Home Ownership Elusive As Rise In Cost Of Mortgage Payments Far Outpace Wage Growth

Tyler Durden's Photo
by Tyler Durden
Monday, Nov 15, 2021 - 08:10 PM

Authored by Petr Svab via The Epoch Times (emphasis ours),

For Americans seeking to buy a home, this year has likely brought much frustration. A nexus of several natural and man-made factors culminated in the tightest residential real estate markets in recent memory.

While median wages increased by 4.3 percent October-to-October this year vs last, typical mortgage payment (30-year fixed rate with 10 percent down payment) increased nearly 17 percent, according to the National Association of Realtors (pdf). That means an average American worker earning about $4,300 a month would need to spend nearly $1,400 a month on a typical mortgage payment. And that’s before income taxes, social security taxes, Medicare taxes, property taxes, home insurance, and utility bills.

There are signs the situation may get better, but it’s not clear how much better.

The Perfect Storm

With the Covid-19 pandemic and government restrictions tied to it, the economy took a giant hit last year. Normally, that would be expected to send home prices tumbling, but this was different. Prices slightly dipped for one quarter before bouncing back, and they have been going up ever since, federal housing department data shows.

The Federal Reserve responded to the recession by slashing rates, issuing loans, and buying up large amounts of securities. As a result, mortgage rates dropped. But that ultimately didn’t make houses more affordable. Sellers were asking more and buyers were willing to pay.

With the initial pandemic lockdowns, a large portion of city dwellers headed for the country, seeking safety from the pandemic, as well as respite from draconian restrictions implemented in response to it. For some, it was a catalyst to leave the city for good. For many it was supposed to be a temporary move until offices opened back up, but as government restrictions dragged on into 2021 and many employers signaled at least some remote work would stay for good, permanently moving and working from home became attractive. Many were looking for less crowded living—a nice home with a yard or land.

Accustomed to exorbitant rent in the city, these COVID-19 refugees came with relatively deep pockets. An average one-bedroom apartment in New York City rents for $3,100, according to Zumper. Putting the same money into a mortgage could fetch a $500,000 mansion upstate.

At the same time, lumber prices skyrocketed, curbing the boom in new construction.

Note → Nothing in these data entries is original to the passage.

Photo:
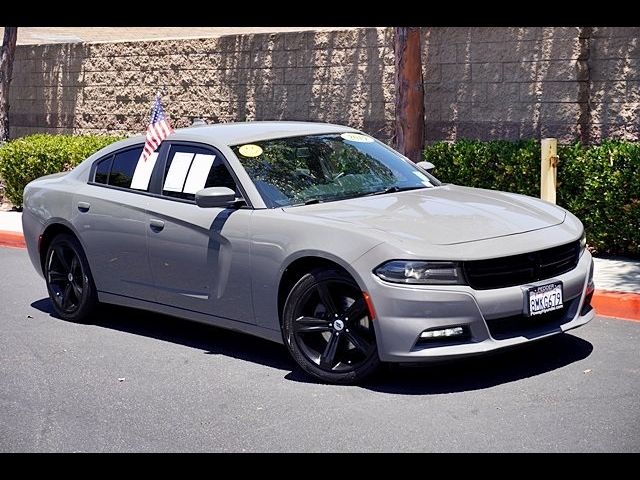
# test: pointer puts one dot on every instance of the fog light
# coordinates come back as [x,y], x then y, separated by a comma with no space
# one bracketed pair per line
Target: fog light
[446,332]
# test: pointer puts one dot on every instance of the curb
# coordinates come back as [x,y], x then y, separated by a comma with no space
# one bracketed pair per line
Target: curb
[12,239]
[624,305]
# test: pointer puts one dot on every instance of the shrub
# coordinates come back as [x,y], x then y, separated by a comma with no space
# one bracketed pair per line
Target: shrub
[600,184]
[27,158]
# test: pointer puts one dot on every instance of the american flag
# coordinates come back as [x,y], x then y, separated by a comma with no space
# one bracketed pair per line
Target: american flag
[157,130]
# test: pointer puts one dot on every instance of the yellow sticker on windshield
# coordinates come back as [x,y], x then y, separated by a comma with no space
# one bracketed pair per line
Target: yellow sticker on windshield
[250,150]
[357,137]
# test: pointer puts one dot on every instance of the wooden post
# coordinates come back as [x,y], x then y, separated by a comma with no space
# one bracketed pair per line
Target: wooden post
[409,93]
[548,169]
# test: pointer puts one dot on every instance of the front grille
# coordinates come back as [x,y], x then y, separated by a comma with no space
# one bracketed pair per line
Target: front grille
[531,327]
[521,269]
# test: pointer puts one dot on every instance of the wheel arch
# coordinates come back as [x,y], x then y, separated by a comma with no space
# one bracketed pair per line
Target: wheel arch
[53,229]
[304,263]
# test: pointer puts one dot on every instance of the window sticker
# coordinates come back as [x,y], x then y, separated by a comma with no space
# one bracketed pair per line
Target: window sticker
[198,173]
[357,137]
[143,171]
[250,150]
[178,172]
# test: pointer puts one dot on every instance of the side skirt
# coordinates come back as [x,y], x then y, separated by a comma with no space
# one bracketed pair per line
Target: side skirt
[266,333]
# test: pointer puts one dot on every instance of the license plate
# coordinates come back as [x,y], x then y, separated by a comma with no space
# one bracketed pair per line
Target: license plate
[544,298]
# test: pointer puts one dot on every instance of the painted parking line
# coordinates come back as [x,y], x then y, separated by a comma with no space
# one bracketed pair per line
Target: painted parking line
[11,239]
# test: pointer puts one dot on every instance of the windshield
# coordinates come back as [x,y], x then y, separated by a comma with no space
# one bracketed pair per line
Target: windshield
[329,167]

Buyers ended up in bidding wars, snatching at first opportunity whatever decent house became available. In the summer, a typical home would stay on the market for just two weeks. A truly nice home would vanish much faster.

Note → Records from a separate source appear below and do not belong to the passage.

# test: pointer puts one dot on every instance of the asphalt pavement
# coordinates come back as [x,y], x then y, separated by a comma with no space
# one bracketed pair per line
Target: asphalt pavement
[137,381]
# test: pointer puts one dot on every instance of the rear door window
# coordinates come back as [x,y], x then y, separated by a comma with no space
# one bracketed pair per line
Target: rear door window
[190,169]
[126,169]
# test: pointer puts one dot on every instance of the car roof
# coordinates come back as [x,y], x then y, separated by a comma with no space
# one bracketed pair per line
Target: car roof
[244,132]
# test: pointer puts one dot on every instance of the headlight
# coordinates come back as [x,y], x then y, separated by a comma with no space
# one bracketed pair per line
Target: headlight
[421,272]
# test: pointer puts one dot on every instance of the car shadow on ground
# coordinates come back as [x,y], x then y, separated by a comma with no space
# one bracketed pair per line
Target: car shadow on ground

The market has cooled off a bit in recent months. But if a plateau has been reached, it’s a harshly elevated one. Median sale price in the 3rd quarter topped $400,000, compared to less than $330,000 before the pandemic.

Lumber prices have dropped sharply in recent months, but not nearly to pre-pandemic levels. Soft lumber producer price index was nearly 33 percent higher in October than in January 2020.

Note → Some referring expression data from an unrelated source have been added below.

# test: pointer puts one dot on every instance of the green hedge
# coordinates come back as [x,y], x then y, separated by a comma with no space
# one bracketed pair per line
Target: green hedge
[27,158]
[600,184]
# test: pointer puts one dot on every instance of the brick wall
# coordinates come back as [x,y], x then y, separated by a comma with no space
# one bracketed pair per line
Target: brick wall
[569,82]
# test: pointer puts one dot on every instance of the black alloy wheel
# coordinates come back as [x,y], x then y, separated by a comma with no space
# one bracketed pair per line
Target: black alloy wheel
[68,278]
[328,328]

The future of home prices remains uncertain. Companies expect many more workers to come back to the office, though many times only for a part of the work week. But that’s unlikely to bring back to the city all those who’ve already uprooted themselves. Moreover, city rents have been bouncing back toward pre-pandemic levels or even higher.

Then there are broader considerations. The Biden administration has signaled plans to impose climate restrictions both on construction and finance, which could push new home prices higher still. Meanwhile, hundreds of thousands of illegal aliens have been entering the country, all of whom will also need housing.

With inflation hitting a 30-year high in October, the Fed announced it will somewhat tighten its monetary policy, which is expected to push mortgage rates up and inhibit demand.

National Association of Realtors Chief Economist Lawrence Yun expects existing-home sales prices to keep rising next year, albeit “at a slower pace of 2.8 percent,” the report said. New home sales price would go up by 4.4 percent, it predicted, “as demand eases due to higher mortgage rates.”

Views expressed in this article are the opinions of the author and do not necessarily reflect the views of The Epoch Times.